La razón, las luces, es el mayor legado que se esconde detrás del lema francés. Somos hijos de la razón, con todos los problemas que ello conlleva; pensábamos que nuestros países eran lo mejor, pero al entrar en internet o ver un informativo o leer un periódico, sentimos apesadumbrados que aquello que pensábamos ser no solo no existe, sino que es una mera ilusión dentro de un mundo que funciona a tantas, y tan variadas velocidades, que parece no ser real, por lo que sin duda optamos con proseguir con nuestra ficción.
Por mucho que nos pese, Cervantes nos recuerda que somos (eran otros tiempos y, sin embargo, los mismos tiempos) más bien, hijos de la sinrazón: “La razón de la sinrazón que a mi razón se hace, con tal manera mi razón enflaquece…”. Y esta sinrazón, en nuestros tiempos posmodernos, tecnologizados y deshumanizados, se traduce, con mayor energía que nunca, en la búsqueda de la igualdad tan solo en términos económicos, que sería la mínima expresión del pensamiento que nació dentro de la utopía.
La desigualdad es sempiterna. Siempre ha habido ricos y pobres, listos y tontos, buenos y malos, guapos y feos. De sobras sabemos que, de haber nacido en otro lugar del mundo, probablemente usted no podría estar leyendo estas líneas ni yo no podría estar escribiéndolas. Así que a nivel global, la igualdad no existe. En cualquier caso, el mundo es demasiado extenso y nuestra existencia demasiado breve como para ocuparse de él en conjunto.
Si miramos dentro de nuestras fronteras, el panorama no es mucho más halagüeño: los sueldos públicos de los funcionarios (carrera profesional de la igualdad por excelencia, ya que en teoría sólo distingue méritos) varían de una comunidad autónoma a otra, así, un profesor de secundaria aragonés cobra menos y trabaja más horas que un profesor navarro; las mujeres cobraron un 18% menos que los hombres en 2014; un niño que caiga enfermo en Extremadura quizá no tenga acceso a una medicación que sí tendría un niño en Galicia, y así suma y sigue.
Esto es malo, pero es mucho peor que lo único que fomentaba el sueño de la igualdad en nuestro país, la clase media, haya sido arrasada por la crisis; y no se puede ser optimista al respecto, es una tragedia de proporciones bíblicas.

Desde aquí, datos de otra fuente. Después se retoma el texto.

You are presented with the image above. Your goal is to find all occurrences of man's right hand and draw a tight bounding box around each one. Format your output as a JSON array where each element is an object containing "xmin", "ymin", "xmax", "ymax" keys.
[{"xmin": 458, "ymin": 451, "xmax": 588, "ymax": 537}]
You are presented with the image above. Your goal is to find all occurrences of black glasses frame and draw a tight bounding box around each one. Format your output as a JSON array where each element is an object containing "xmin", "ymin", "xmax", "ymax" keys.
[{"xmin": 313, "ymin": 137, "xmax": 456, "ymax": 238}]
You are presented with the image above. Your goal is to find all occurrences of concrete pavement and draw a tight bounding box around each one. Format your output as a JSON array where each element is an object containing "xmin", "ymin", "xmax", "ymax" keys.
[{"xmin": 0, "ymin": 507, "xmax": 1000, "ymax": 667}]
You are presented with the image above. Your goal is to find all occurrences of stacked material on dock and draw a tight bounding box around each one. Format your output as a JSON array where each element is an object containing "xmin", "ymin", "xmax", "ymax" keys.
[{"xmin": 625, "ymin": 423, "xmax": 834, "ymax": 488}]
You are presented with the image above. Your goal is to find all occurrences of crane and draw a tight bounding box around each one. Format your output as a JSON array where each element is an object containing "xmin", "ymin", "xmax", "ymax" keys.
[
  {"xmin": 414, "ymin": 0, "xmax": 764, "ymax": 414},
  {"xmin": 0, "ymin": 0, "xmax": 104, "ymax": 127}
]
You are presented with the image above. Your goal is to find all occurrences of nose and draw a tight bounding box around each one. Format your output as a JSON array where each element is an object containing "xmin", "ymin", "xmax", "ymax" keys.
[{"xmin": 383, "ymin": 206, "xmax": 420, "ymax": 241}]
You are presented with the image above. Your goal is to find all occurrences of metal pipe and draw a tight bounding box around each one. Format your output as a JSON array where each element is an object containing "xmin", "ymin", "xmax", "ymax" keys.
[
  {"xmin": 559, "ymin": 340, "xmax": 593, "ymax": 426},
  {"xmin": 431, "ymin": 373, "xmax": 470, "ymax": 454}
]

Nunca he conocido a un rico, pero hasta hace algunos años tampoco conocí nunca a un pobre. Ahora, sin embargo, tenemos amigos pobres. No lo aparentan, no lo manifiestan e incluso pueden tomar algún licor caro en alguna ocasión, pero ellos son ya otra cosa porque no llegan a fin de mes, a pesar de trabajar.
No puedo ser optimista porque la igualdad ni existe ni existirá, pero las quimeras existen para creer en ellas, así que tampoco puedo ser pesimista. Lo que me lleva a afirmar que cualquier sociedad que se precie debe buscar la igualdad. Y puestos a elegir, desecho la distopía y sigo creyendo a pies juntillas en la utopía.